Movie Review: The Manchurian Candidate

By Monica Sullivan
Movie Magazine International
Among the best movies released in 1962 is a film noir directed by John Frankenheimer. “The Manchurian Candidate” boasts a beautifully constructed script by Frankenheimer and George Axelrod, a terrific cast headed by Frank Sinatra, Laurence Harvey and Angela Lansbury and a dark premonitory vision that reveals all the horrors of the late sixties in embryo. Those who would like to remember 1962 as an innocent year can look elsewhere for nostalgia.

“The Manchurian Candidate” is grim, gripping entertainment. Filmed within five years of Senator Joe McCarthy's death, the movie makes use of the paranoid Cold War era, and also reveals the slickness of the characters who marketed our national fears.

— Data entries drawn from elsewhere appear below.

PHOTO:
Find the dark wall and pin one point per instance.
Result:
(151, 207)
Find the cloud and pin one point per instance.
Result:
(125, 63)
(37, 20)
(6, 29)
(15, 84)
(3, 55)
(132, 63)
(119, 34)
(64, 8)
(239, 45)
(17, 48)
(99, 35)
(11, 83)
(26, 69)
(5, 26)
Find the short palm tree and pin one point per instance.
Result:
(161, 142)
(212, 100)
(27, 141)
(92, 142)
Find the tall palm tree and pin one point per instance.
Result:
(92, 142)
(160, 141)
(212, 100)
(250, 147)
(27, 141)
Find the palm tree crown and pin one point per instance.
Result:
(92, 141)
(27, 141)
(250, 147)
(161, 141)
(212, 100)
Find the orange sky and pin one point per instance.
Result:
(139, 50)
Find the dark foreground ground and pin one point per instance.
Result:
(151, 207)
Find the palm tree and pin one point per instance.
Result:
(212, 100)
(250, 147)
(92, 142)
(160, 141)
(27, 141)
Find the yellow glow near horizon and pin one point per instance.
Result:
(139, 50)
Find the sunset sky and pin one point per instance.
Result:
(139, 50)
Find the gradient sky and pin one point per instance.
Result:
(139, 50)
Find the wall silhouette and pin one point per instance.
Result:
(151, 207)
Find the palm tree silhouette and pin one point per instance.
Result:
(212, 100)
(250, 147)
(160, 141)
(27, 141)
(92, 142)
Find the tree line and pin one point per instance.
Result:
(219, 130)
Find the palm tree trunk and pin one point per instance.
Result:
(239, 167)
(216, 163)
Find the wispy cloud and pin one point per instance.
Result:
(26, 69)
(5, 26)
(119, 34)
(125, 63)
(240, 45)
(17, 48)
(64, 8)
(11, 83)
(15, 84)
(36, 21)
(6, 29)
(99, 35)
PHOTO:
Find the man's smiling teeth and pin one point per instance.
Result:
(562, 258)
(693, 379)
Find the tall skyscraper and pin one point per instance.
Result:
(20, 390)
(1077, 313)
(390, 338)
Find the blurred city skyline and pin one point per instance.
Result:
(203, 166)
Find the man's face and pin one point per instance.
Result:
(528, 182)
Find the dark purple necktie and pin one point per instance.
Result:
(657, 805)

Angela Lansbury was only 37 when she played 34-year-old Laurence Harvey's villainous mother, but she gets away with it and steals every scene she's in. Lithuanian-born Harvey never was convincing in American roles, although he certainly played enough of them, yet he is otherwise sympathetic and restrained in the pivotal role. Frank Sinatra could be a fine actor when he wanted to be, and he plays with cool, crisp authority here. Not many people remember an attractive, talented starlet named Leslie Parrish, but she is shown to good advantage opposite Harvey. One bit of miscasting is Puerto Rican Henry Silva as a Korean, an especially odd choice in a picture which also features Khigh Dhiegh. There's also a weak love interest bit for Janet Leigh opposite Sinatra.

“The Manchurian Candidate” was made in the midst of the Kennedy years and yet it's atypical of films of that era in that it's genuinely noir and genuinely prophetic. It runs rings around most of today's thrillers.